#anonymization #anonymize #regex #ner #flash #docker-image #anonymizer

yanked anonymize_rs

Data anonymization library

0.0.1 Jul 9, 2023

#5 in #anonymization

Apache-2.0

38KB
939 lines

Anonymizers 🎭 - ner, regex, flash text anonymizer

This project is a data anonymization library built with Rust 🦀.

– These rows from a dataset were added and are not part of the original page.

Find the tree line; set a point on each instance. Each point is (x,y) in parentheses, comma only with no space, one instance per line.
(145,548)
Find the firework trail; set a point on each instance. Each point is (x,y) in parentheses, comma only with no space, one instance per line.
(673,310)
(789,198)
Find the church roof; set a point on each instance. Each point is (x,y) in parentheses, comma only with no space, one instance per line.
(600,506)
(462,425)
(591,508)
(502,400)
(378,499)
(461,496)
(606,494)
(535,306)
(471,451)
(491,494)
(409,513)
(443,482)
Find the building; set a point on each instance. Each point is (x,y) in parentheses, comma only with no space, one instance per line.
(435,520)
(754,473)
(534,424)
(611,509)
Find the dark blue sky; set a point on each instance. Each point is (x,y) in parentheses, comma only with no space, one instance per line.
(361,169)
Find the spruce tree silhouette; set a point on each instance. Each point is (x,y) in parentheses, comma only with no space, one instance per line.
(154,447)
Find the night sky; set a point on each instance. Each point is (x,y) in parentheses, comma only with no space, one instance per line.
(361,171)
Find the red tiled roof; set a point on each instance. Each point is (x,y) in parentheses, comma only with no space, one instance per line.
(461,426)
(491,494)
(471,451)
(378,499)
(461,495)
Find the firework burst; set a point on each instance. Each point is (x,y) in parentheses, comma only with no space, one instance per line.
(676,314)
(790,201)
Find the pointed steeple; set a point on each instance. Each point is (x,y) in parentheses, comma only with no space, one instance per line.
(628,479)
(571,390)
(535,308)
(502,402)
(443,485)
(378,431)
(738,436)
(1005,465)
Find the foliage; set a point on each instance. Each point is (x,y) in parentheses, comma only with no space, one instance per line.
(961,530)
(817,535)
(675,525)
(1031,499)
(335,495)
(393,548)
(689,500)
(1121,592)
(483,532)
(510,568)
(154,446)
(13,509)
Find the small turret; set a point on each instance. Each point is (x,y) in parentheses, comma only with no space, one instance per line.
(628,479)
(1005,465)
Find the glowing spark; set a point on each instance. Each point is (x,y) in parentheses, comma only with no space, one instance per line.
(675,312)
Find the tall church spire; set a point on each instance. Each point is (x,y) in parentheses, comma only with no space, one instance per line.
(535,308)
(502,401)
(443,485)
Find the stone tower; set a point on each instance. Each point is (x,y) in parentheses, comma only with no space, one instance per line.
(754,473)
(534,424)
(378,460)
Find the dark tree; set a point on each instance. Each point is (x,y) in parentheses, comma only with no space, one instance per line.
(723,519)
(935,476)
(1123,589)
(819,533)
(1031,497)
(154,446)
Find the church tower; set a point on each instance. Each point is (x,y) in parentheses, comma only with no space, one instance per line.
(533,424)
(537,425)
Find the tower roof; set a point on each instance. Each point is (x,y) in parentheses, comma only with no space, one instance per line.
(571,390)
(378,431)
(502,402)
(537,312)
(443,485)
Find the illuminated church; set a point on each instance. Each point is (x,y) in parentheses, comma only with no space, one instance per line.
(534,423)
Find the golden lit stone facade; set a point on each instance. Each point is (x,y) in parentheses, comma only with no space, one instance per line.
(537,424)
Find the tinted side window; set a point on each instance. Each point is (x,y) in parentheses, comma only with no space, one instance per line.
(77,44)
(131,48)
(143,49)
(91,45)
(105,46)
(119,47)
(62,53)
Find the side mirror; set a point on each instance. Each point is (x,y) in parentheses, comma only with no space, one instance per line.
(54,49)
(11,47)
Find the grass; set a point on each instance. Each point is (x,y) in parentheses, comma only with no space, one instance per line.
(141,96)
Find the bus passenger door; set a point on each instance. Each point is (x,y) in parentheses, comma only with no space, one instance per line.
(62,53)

It uses three techniques to anonymize data:

  • Named Entity Recognition (NER),
  • Flash Text,
  • Regular Expressions (Regex).

Library can be used:

  • python library 🐍
  • rust library 🦀
  • REST API 🌐
  • Docker image 🐠

Anonymizers

Named Entity Recognition (NER)

This method enables the library to identify and anonymize sensitive named entities in your data, like names, organizations, locations, and other personal identifiers.

Anonymizers library uses ML models in onnx format (using tract).

To prepare onnx model (they are only for converting model to onnx thus you don't need them during inference) additional libraries will be required:

pip install torch onnx sacremoses transformers[onnx]

You can use exsting models from HuggingFace (please note that repository license is only associated with library code) eg

import os
import transformers
from transformers import AutoModelForMaskedLM, AutoTokenizer, AutoModelForTokenClassification
from transformers.onnx import FeaturesManager
from pathlib import Path
from transformers import pipeline

model_id='dslim/bert-base-NER'
tokenizer = AutoTokenizer.from_pretrained(model_id)
model = AutoModelForTokenClassification.from_pretrained(model_id)

feature='token-classification'

model_kind, model_onnx_config = FeaturesManager.check_supported_model_or_raise(model, feature=feature)
onnx_config = model_onnx_config(model.config)

output_dir = "./dslim"
os.makedirs(output_dir, exist_ok=True)

# export
onnx_inputs, onnx_outputs = transformers.onnx.export(
        preprocessor=tokenizer,
        model=model,
        config=onnx_config,
        opset=13,
        output=Path(output_dir+"/model.onnx")
)

print(onnx_inputs)
print(onnx_outputs)
tokenizer.save_pretrained(output_dir)

configuration file config.yaml:

pipeline:
  - kind: ner
    model_path: ./examples/dslim/model.onnx
    tokenizer_path: ./examples/dslim/tokenizer.json
    id2label:
      "0": ["O", false]
      "1": ["B-MISC", true]
      "2": ["I-MISC", true]
      "3": ["B-PER", true]
      "4": ["I-PER", true]
      "5": ["B-ORG", true]
      "6": ["I-ORG", true]
      "7": ["B-LOC", true]
      "8": ["I-LOC", true]

Flash Text

A fast method for searching and replacing words in large datasets, used to anonymize predefined sensitive information.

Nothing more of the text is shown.